Surveillance in Afghanistan

The Airlander project started off in an unlikely way. It was initially developed as part of a $500 million U.S. army contract as a surveillance tool in Afghanistan.

It made its first flight in 2012, but after budget cuts in 2013, the project was axed and the company bought the Airlander back to the U.K.

Hybrid Air Vehicles

Work has continued and Hybrid Air Vehicles is in the middle of a £2 million crowdfunding drive—where a project is funded by money raised from a large number of people, usually through the Internet.

The company has also raised nearly £6 million ($9.2 million) from various U.K. government grants.

Remember the Hindenburg?

Airships were more common in the first three decades of the 20th century and have a checkered past. In 1937, German passenger airship LZ 129 Hindenburg crashed and caught fire killing around 15 people. Since then, modern airplanes have been the choice of travel, with airlines such as Emirates courting the luxury traveler.

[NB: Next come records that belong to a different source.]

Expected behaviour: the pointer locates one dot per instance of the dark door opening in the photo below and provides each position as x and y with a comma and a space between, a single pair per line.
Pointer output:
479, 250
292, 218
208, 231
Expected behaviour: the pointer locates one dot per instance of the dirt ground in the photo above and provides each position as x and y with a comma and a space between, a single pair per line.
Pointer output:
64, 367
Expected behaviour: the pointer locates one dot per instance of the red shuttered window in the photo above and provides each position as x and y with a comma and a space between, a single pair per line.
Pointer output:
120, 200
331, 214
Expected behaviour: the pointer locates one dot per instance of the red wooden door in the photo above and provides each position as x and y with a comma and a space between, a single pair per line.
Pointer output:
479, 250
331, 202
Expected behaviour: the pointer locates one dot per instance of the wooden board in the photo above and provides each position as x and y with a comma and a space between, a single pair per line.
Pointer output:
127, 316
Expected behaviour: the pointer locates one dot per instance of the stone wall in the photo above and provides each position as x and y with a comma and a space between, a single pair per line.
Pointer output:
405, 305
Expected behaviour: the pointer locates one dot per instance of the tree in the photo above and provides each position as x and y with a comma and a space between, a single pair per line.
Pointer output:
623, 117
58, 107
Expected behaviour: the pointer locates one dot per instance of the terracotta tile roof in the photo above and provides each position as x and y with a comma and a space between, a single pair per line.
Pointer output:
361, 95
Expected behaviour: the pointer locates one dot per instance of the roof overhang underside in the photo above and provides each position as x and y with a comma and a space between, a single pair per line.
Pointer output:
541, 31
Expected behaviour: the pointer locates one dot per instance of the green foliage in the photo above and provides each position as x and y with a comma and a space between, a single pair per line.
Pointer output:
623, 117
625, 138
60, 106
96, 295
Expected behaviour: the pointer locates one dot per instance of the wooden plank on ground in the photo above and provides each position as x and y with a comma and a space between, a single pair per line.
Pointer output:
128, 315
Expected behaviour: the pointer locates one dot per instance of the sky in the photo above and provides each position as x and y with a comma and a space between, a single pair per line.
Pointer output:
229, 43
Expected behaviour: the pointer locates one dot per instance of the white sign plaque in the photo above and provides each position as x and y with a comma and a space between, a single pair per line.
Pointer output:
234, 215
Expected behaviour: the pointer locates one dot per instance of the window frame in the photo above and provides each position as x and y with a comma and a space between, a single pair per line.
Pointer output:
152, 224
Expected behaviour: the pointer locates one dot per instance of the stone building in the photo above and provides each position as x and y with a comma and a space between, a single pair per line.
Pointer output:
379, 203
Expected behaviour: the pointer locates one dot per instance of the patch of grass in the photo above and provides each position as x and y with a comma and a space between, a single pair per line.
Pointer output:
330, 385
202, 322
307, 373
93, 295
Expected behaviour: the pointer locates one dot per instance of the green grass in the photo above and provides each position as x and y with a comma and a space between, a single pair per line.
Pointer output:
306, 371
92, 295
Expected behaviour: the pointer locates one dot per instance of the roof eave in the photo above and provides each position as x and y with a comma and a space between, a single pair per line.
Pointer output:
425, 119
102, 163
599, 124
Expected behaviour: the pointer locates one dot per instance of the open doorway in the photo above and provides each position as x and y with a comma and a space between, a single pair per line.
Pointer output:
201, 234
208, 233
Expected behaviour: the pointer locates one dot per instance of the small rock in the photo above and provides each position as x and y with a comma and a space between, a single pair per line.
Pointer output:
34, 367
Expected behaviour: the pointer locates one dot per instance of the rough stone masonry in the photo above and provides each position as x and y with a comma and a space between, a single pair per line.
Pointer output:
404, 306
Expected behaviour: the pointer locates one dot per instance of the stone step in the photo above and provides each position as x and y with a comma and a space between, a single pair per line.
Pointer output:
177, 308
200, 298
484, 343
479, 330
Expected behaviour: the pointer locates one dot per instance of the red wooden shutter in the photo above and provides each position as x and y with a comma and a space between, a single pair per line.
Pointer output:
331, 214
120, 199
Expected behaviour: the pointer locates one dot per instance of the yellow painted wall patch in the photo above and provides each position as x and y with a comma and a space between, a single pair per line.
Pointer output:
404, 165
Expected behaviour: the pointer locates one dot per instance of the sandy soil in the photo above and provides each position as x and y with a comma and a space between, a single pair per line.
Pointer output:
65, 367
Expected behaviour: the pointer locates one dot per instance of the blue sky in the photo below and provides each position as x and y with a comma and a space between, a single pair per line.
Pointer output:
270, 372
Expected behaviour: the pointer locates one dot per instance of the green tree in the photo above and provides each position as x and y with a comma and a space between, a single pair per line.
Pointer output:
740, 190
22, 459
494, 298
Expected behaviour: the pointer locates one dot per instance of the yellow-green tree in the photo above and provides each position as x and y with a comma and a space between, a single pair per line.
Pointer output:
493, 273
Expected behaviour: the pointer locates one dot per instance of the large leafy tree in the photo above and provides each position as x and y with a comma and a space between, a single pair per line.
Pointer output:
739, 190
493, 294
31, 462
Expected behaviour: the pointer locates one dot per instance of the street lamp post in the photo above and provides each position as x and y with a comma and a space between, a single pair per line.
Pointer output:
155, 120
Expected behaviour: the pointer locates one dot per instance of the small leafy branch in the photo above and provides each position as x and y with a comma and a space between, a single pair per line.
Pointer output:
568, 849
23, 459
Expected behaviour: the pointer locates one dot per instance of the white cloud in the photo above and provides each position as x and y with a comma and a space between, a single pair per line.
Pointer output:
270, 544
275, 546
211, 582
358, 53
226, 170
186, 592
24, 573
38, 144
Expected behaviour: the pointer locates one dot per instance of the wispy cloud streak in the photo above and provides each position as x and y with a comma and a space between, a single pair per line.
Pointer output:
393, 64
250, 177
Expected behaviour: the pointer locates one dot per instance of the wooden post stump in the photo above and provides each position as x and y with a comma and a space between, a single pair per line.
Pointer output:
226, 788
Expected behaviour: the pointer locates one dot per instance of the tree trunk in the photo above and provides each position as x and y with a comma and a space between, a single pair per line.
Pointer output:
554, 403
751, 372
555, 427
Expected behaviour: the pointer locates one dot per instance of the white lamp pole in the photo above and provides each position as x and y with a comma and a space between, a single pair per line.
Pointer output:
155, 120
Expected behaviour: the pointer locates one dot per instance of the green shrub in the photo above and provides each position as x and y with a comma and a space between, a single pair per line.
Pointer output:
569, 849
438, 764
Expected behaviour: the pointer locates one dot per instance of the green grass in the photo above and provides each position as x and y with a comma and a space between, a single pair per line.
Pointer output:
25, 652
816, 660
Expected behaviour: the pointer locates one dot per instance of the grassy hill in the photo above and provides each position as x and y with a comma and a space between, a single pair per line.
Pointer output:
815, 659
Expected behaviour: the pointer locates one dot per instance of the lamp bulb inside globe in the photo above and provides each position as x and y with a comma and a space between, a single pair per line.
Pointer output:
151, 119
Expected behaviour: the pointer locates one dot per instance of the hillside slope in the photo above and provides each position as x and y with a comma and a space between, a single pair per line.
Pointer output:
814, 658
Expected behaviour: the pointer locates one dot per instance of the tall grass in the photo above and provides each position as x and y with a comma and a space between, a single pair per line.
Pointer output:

Daniels recognizes the challenge, but is convinced that he can persuade people to fly in the Airlander.

"We've done lots of testing, we've got four engines, we only need to fly on one, we can float on none…And we're filled with inert helium which doesn't burn…it's not like the hydrogen of olden days," he said.

The company even said that if the aircraft was shot with a bullet, it would not affect the flight as the gas leakage would be so slow.

Kevlar skin surrounds the blimp, which holds 38,000 cubic meters of helium gas, and the aircraft is designed to remain in skies for 21 days without the need to refuel.

Daniels is hoping that it will appeal to passengers wanting to see the world from the skies, with offerings such as safaris and overnight trips.

"It will be a big, slow-moving luxurious way to travel around the world," he said.

The question is whether the company can strike the right cord with luxury travelers and persuade them to swap their first class ticket on a jet for a trip in the Airlander.